2. Contrôle des activités boursières

L’action la plus remarquée de l’AMF concerne les sociétés qui sont cotées en bourse. Elle prescrit pour ces sociétés des règles de pratique professionnelle. Elle édicte pour cela des règlements et émet des recommandations ou des avis. Elle a également pour mission de rédiger un code de déontologie des activités financières et boursières en vue de moraliser une activité qui a souffert d’un discrédit certain à la suite de diverses affaires qui ont mis en cause l’intégrité de quelques intervenants aux pratiques comptables douteuses.

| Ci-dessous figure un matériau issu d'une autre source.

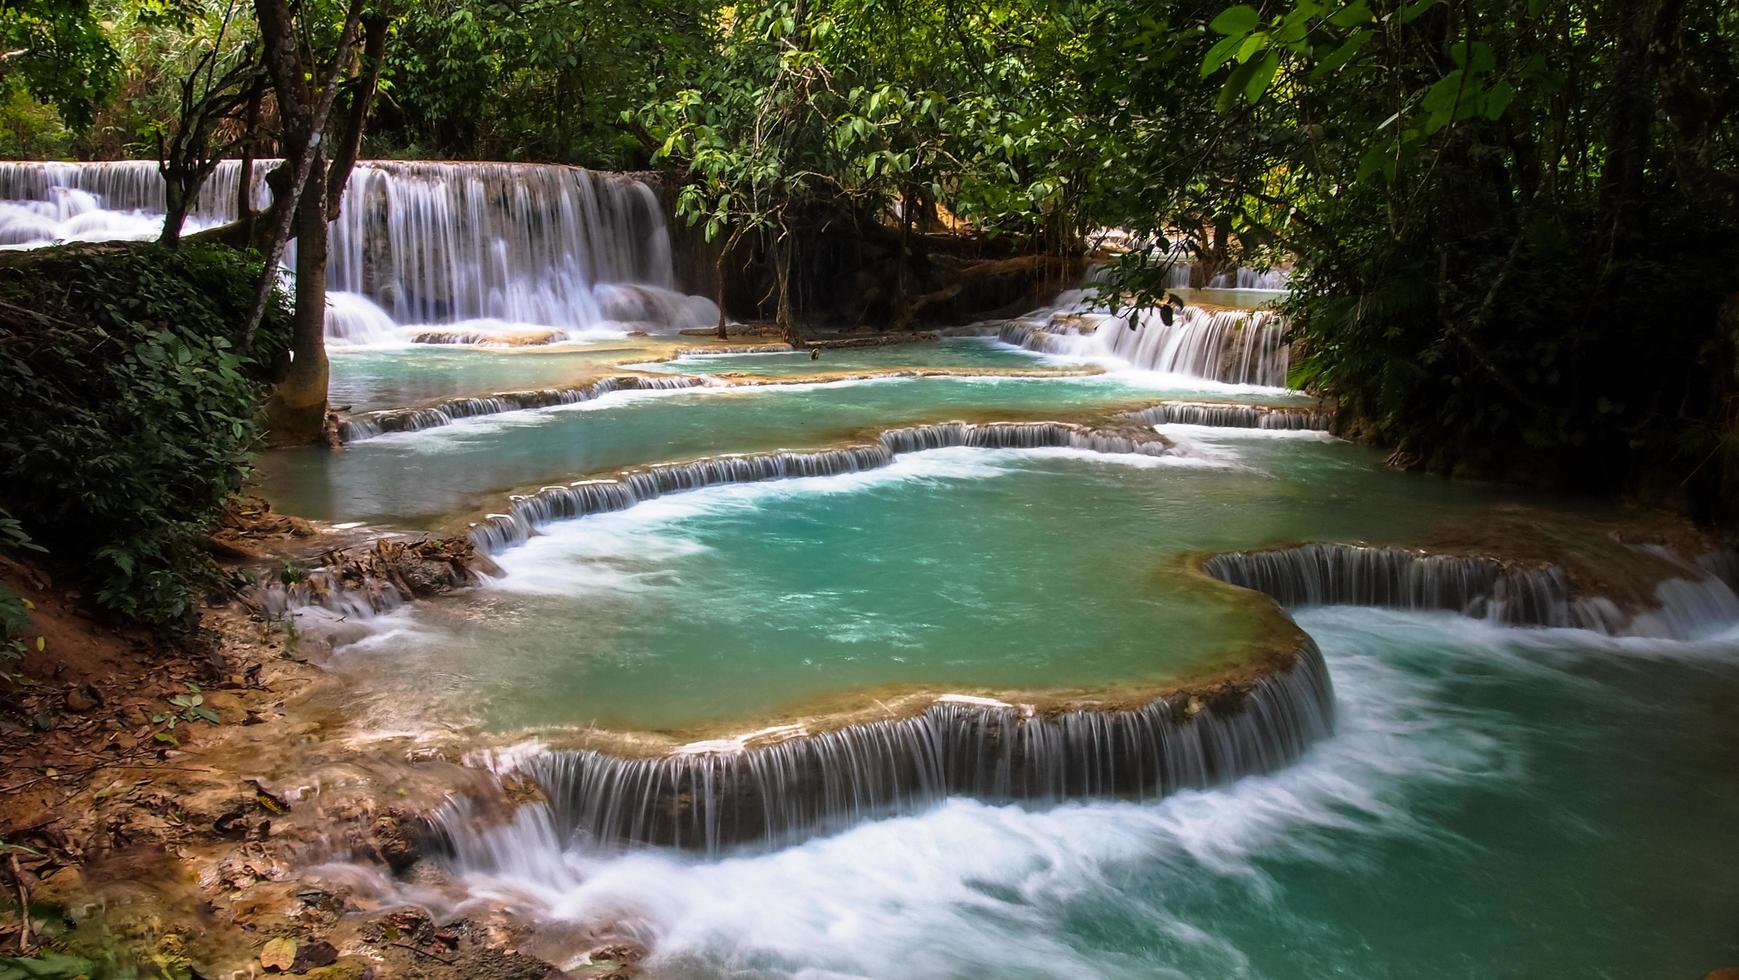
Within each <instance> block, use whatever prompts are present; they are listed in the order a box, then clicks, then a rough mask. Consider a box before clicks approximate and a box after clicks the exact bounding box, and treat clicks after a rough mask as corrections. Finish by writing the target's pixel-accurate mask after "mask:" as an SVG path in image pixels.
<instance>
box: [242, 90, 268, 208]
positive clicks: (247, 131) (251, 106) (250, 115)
mask: <svg viewBox="0 0 1739 980" xmlns="http://www.w3.org/2000/svg"><path fill="white" fill-rule="evenodd" d="M264 99H266V82H264V76H261V80H257V82H254V87H252V89H250V90H249V94H247V116H245V118H243V122H242V127H243V129H242V174H240V179H238V189H237V193H235V219H237V224H240V226H242V238H243V240H245V242H252V240H254V153H256V146H254V137H256V134H257V132H259V108H261V103H263V101H264Z"/></svg>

L’AMF dispose non seulement du pouvoir d’édicter des règles, mais également de sanctionner les comportements répréhensibles. Elle procède pour cela à des enquêtes et peut transmettre le dossier au parquet lorsqu’elle constate des infractions dans le domaine de l’épargne publique, en cas de délit d’initié par exemple. Elle peut elle-même prononcer des sanctions à l’encontre des personnes qui ne respectent pas ses règlements. Ces amendes administratives peuvent atteindre 150 000 euros, au moins, ou le décuple du profit réalisé illicitement.